Test data shape:  (9430, 3)
All data size:  90570
Ratio All Data / Test: 0.10411836148835155
Ratio Train / Val: 0.1111111111111111


In [27]:
test_user_indices = np.array([user_to_norm.get(int(user), -1) for user in test_data[:, 0]])
test_item_indices = np.array([item_to_norm.get(int(item), -1) for item in test_data[:, 1]])



In [28]:
# Run SGD on all data
#num_factors = 20  # Latent factors
#alpha = 0.0075      # Learning rate
#beta = 0.125       # Regularization
#iterations = 20 

num_factors = 20
alpha = 0.01
beta = 0.02
iterations = 10

sgd_user_factors, sgd_item_factors = sgd(all_data[0], all_data[1], all_data[2], global_num_users, global_num_items, num_factors, alpha, beta, iterations)
sgd_test_predictions = round_predictions(predict(sgd_user_factors, sgd_item_factors, test_user_indices, test_item_indices))

# Run ALS on all data
#num_factors = 3
#lambda_reg = 0.75
#iterations = 10

# Run ALS on all data
num_factors = 2  
lambda_reg = 0.5  
iterations = 10

all_data_dict = [((u, i), r) for u, i, r in zip(all_data[0], all_data[1], all_data[2])]
als_user_factors, als_item_factors = als(all_data_dict, global_num_users, global_num_items, num_factors, lambda_reg, iterations=10)
als_test_predictions = round_predictions(predict(als_user_factors, als_item_factors, test_user_indices, test_user_indices))

# weighted predictions
weight_sgd = 0.5  
weight_als = 0.5 

# sgd_predictions and als_predictions are arrays of the same shape containing the predicted ratings
weighted_test_predictions = round_predictions((weight_sgd * sgd_test_predictions) + (weight_als * als_test_predictions))

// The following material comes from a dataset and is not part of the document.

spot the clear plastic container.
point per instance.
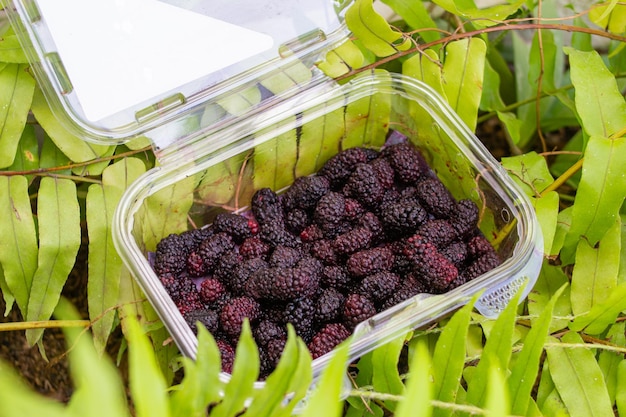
(294, 139)
(226, 124)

SGD iterations: 100%|██████████| 10/10 [00:13<00:00,  1.39s/it]
ALS Iterations: 100%|██████████| 10/10 [00:12<00:00,  1.29s/it]


In [41]:
def revert_to_original_ids(predictions, user_indices, item_indices, norm_to_user, norm_to_item):
    original_user_ids = [norm_to_user.get(idx) for idx in user_indices]
    original_item_ids = [norm_to_item.get(idx) for idx in item_indices]
    return np.column_stack((original_user_ids, original_item_ids, predictions))

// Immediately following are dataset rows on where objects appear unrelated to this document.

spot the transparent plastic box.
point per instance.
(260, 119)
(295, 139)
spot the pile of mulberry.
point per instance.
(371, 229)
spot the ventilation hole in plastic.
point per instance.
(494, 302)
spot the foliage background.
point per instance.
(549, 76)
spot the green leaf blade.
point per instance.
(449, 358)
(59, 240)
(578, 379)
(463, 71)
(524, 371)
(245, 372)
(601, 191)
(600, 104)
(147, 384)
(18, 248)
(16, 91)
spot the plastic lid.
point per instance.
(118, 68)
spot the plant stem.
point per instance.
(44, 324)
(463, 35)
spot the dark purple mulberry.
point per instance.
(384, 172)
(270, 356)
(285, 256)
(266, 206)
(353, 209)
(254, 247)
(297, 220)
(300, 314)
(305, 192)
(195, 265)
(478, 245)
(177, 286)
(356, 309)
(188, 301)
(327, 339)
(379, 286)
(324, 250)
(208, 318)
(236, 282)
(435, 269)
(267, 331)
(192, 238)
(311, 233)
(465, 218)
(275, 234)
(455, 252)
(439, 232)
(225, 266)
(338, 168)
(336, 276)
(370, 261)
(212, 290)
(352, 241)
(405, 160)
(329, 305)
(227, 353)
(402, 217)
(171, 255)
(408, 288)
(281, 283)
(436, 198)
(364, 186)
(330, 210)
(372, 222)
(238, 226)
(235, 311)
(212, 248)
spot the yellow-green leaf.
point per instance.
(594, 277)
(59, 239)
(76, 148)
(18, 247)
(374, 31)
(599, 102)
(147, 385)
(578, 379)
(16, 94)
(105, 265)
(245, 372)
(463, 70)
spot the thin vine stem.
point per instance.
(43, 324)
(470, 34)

final_predictions = revert_to_original_ids(weighted_test_predictions, test_user_indices, test_item_indices, norm_to_user, norm_to_item)


In [42]:
print(final_predictions[:, 0:3])

[[1 84 4.0]
 [1 87 3.5]
 [1 180 4.0]
 ...
 [943 653 4.0]
 [943 673 4.5]
 [943 936 4.0]]


In [43]:
if np.any(final_predictions[:, 0:2] == None):
    print("None values found in user/item ID columns.")
if np.any(final_predictions[:, 2] == None):
    print("None values found in prediction column.")

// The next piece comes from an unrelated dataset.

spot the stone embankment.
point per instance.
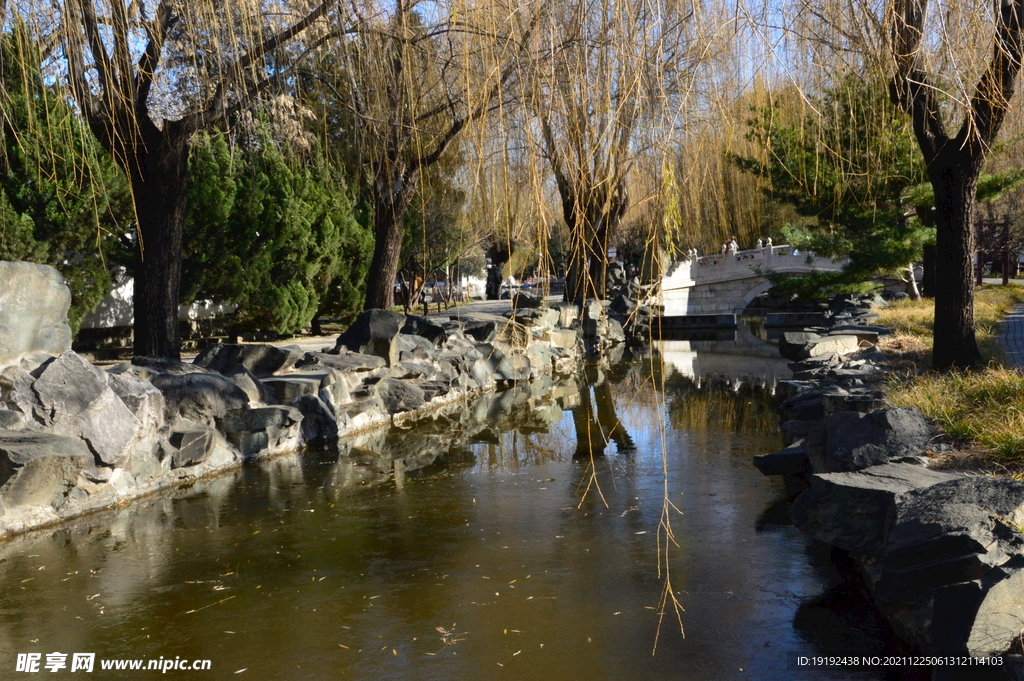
(941, 553)
(75, 437)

# Before converting types, check and replace None values with a default or drop them
for i in range(final_predictions.shape[1]):  # Assuming final_predictions has 3 columns
    final_predictions[:, i] = np.where(final_predictions[:, i] == None, -1, final_predictions[:, i])

# Now try conversion
final_predictions[:, 0:2] = final_predictions[:, 0:2].astype(int)
predicted_ratings = final_predictions[:, 2].reshape(-1, 1).astype(float)
timestamps = test_data[:, 2].reshape(-1, 1).astype(int)

predicted_testset = np.hstack((final_predictions[:, 0:2].astype(int), predicted_ratings, timestamps))

path = 'Optional_Submission/results3.csv'
#np.savetxt(path, predicted_testset, delimiter=",", fmt='%d,%d,%.1f,%d')



None values found in user/item ID columns.